Australia is facing a perfect storm of record household debt and falling property values. But some experts are reassuring the nation that the economy isn’t about to fall in a heap.
Australia’s household-debt-to-disposable-income ratio sits at 188.6 per cent, significantly higher than the 160 per cent during the GFC, while experiencing a property downturn in which prices are on track to experience the biggest slump in decades.
In addition, more than two-thirds of the country’s net household wealth is invested in real estate and 60 per cent of all lending by Australia financial institutions is in the property sector.
Assistant governor of the Reserve Bank, Michele Bullock, admitted to property developers on Wednesday that these weaknesses in our economy had become “a little more highlighted” in the past five months since the release of the RBA’s last financial stability report.
But while our household debt is at an historical high, Ms Bullock said the majority of Australians were managing well and it (the debt) would not fuel any financial instability.
“This is not to downplay the financial stress that some households are experiencing, but most of the debt remains well secured against property, even with the decline in housing prices,” she said.
Total repayments as a share of income have remained steady, while many households have built up a substantial overpayment reserve, Ms Bullock said.
“Broadly, the debt is held by households that can afford to service it,” she said, adding that banks remain well capitalised and that arrears remain low.
The big picture
Chief economist at Ernst & Young Jo Masters says that on paper the high debt and falling house prices look bad, but they need to be considered in a broader context.
“If you’re talking about debt and house prices, you need to look at in context,” she told The New Daily.
“Whilst there have been a lot of headlines saying ‘Biggest house price fall in decades’, we also had one of the biggest property price rises. The average house price is just heading back to 2015 levels.
“It’s a little bit the same with household debt. It’s risen substantially and it’s high by international standards, but we have seen net household wealth rise.

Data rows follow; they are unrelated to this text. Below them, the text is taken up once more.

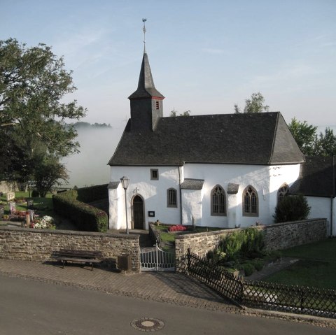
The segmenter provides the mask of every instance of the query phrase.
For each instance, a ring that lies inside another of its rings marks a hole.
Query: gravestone
[[[0,219],[2,219],[4,218],[4,214],[5,214],[5,206],[0,206]]]
[[[16,204],[15,202],[10,202],[9,209],[10,211],[10,214],[14,213],[16,211]]]
[[[7,201],[10,201],[15,198],[15,194],[13,192],[8,192],[6,194]]]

The ability to service debt is high because interest rates are low and it’s very manageable.”
While consumer confidence has softened, with noticeable falls in sales of big-ticket items such as cars, a strong labour market has helped create a positive outlook.
“We’ve had falling house prices, but the labour market has remained strong. Consumer confidence has come off a bit, but didn’t collapse,” Ms Masters said.

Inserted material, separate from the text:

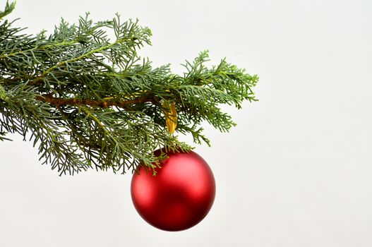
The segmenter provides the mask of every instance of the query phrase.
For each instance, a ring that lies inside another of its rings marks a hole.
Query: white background
[[[18,0],[10,18],[30,33],[88,11],[138,18],[154,66],[181,73],[208,49],[212,64],[226,56],[259,75],[260,101],[225,108],[238,124],[228,134],[205,126],[212,146],[196,151],[216,200],[180,232],[140,217],[131,174],[59,177],[30,143],[0,143],[0,246],[371,246],[371,3]]]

“The strength of the labour market has been bolstering household incomes. Job creation has been important in offsetting the falls in terms of consumer sentiments.”
Stay calm and carry on
Deloitte economist Nicki Hutley says when watching the trends in the housing market we should stay “alert but not alarmed”.
“We should certainly never be complacent. But overly worrying can become a self-fulfilling prophecy – we can talk ourselves into an economic slump. There are clearly risks to the Australian economy and we’ve had an unfortunate share of climate events that are not helping.

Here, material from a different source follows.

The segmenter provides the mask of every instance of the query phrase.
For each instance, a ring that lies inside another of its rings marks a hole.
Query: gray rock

“But there are a number of factors that are pushing the economy up the hill – strong jobs growth, construction outside the housing sector, especially infrastructure, firm commodity prices, and good trade outcomes. And, of course, the budget is going to put more money back into the economy.”
The message to remain calm is being backed by Australia’s Council of Financial Regulators, which released its quarterly statement on Wednesday.
The report described the downturn as “orderly” and stated that tighter lending standards meant many Australians were in a good position.
“The improvement in banks’ lending standards, including a lower share of high loan-to-valuation-ratio lending, means that households and lenders generally are less vulnerable to falling housing prices than in the past,” it said.
“Despite historically high household debt, signs of financial stress remain relatively contained given a strong labour market and low interest rates.”